I told him I didn't know. Neither of us said anything else until we pulled in at the hospital.
"You want me to come inside with you, man? Or wait out here?"
I shook my head. "But thanks."
"Anything I can do, you let me know."
"I will."
"Tough, huh?"
I'd started away when he called out: "Lewis." He leaned down into the passenger window so we could see one another. Put a closed hand to his ear. Call me.
One might have expected to see Craig Parker, with his elegantly understated clothes, blond hair and strong features, in the pages of a fashion catalog rather more than in this chaotic, bloody, antiquated ER. Yet, surrounded by junkies and drunks, gunshot wounds, knifings, crushed limbs and cardiacs, the breathless, he seemed strangely at home here-calm and in control. A rare fortunate man who had found his place in the world and begun to flourish.

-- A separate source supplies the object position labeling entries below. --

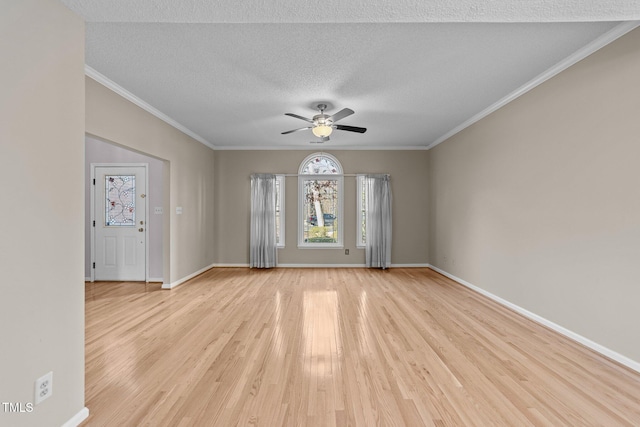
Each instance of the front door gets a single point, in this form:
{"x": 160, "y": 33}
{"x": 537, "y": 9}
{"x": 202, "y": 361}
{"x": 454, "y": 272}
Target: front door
{"x": 120, "y": 241}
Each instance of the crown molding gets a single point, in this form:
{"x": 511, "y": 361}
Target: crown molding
{"x": 577, "y": 56}
{"x": 109, "y": 84}
{"x": 321, "y": 147}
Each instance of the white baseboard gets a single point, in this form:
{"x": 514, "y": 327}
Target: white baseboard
{"x": 231, "y": 265}
{"x": 630, "y": 363}
{"x": 77, "y": 418}
{"x": 184, "y": 279}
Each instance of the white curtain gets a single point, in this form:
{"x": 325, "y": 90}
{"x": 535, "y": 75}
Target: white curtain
{"x": 378, "y": 220}
{"x": 263, "y": 221}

He thanked me for coming, turned to a woman nearby and said, "Cover for me, Dee?" Three other people were all talking to her at the same time. "Sure, no problem," she told him.
"Come with me, please, Mr. Griffin."
We went down a hallway straight and narrow as a cannon.
"Something I need to tell you. Bear right, here, sir… Shortly after we spoke, the patient arrested. He came back pretty quickly, but whenever the bottom drops out like that, it's a tremendous shock to the system. We've put him on a respirator, chiefly to take some of the strain off his heart. It-"
"I know, Dr. Parker. I've been through this before." Searching for LaVerne's daughter Alouette, first I had found her premature baby, on a ventilator in a neonatal intensive care unit up in Mississippi. Alouette herself had been on one for a while.
He nodded. "I wanted you to be prepared. Most people aren't. Here's the book, before I forget" He pulled it from one bulging side pocket of his lab coat.
The cover was all but torn away, mended top and bottom with Scotch tape. A horseshoe-shaped section like a bite was gone from the lower right corner. Cover, spine, pages, all were filthy, mottled with a decade and a half of spills.
I hadn't seen a copy in years but, holding it now, I remembered-with a physical lurch of memory and an instinctive motion to save myself, as though about to fall from a precipice-the day I sat writing thefinal chapter.
I pushed the door open and saw his back bent over the worn mahogany curb of the bar. I sat beside him, ordered a bourbon, and told him what I had to.
For a long time then we were quiet.
"He's in here, Mr. Griffin."
Through the open door I saw several people standing over a gurney. On it lay a nude, catheterized young man. One of the workers was between us, and I couldn't see the young man's face. A bright green ventilator stood by the wall, squeezing air into him through plastic tubes that danced with each respiration. Other, smaller tubes snaked down from poles hung with bags of saline and medication. Tracings of his heartbeat, respiratory pattern and blood pressure stuttered across the screen of a monitor overhead.